Although it has been thought that HDR brachytherapy could be used for treating prostate cancer, until now there has been limited evidence of its safety and efficacy. In this study, 45 consecutive patients received HDR brachytherapy at the Hospital de Cruces between January 2014 and July 2016. The patients had low- or intermediate-risk prostate cancer, mild to moderate symptoms, a tumour volume that was 60cc or less, and had not yet had surgery or androgen deprivation therapy.

After a follow-up time that ranged from three to 31 months (median average was 16 months), there were no serious (grade 3) adverse side effects from the treatment; six patients had moderate (grade 2) bowel or bladder problems (diarrhoea or needing to pass urine frequently or urgently).

In terms of quality of life, the need to pass urine urgently declined significantly between the first and sixth month after treatment and had returned to normal after a year. There were no significant changes in bowel movements, sexual or hormonal functioning. Sixty percent of patients who had normal sexual functioning before the treatment continued to function normally afterwards. Six months after the radiation therapy, 77% of patients said they were “extremely satisfied” with their treatment and quality of life and 23% were “very satisfied”.

Dr Gomez-Iturriaga said these were excellent results in terms of patient satisfaction, quality of life, toxicity and tolerability, as well as safety.

“The precise control over dose delivery inherent in HDR brachytherapy is not readily achievable with low-dose rate (LDR) brachytherapy because of several factors: movement of the radioactive seeds away from the target site, swelling of the prostate after the implant and uncertain dose delivery outside the prostate, which can all contribute to less than optimal dose distributions,” he said. “With LDR brachytherapy the actual dose distribution achieved is not known until the post plan quality assurance is completed, several weeks after the treatment. In contrast, with HDR brachytherapy, what you plan to treat is exactly what is actually administered.”
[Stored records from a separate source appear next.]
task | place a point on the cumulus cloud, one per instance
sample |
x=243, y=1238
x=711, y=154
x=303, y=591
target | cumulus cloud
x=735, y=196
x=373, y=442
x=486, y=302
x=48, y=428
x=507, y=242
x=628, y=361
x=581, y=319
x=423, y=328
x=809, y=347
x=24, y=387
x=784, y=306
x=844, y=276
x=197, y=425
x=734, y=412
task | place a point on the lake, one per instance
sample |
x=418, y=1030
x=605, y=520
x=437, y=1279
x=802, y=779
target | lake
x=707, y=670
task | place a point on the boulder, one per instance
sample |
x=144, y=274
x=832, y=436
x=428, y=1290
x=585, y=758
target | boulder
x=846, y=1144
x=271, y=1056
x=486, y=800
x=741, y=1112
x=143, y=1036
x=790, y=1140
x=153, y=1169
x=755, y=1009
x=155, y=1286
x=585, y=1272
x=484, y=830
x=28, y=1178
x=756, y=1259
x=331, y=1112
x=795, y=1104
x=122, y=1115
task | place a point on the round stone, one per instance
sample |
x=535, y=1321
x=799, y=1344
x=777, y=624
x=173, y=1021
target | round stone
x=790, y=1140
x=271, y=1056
President of ESTRO, Professor Yolande Lievens, head of the department of radiation oncology at Ghent University Hospital, Belgium, said: “As radiation oncologists we are working constantly to try to reduce the impact of radiation therapy on patients’ lives while maintaining and improving the efficacy of the treatment. Although these results are preliminary in that it is too early to affirm the actual control of the tumour, they suggest that it may be possible to reduce the number of trips to hospital for patients and, at, the same time, to target the treatment more precisely, thereby avoiding adverse side effects. However, we need to follow these patients for longer to ensure the cancer continues to be controlled successfully.”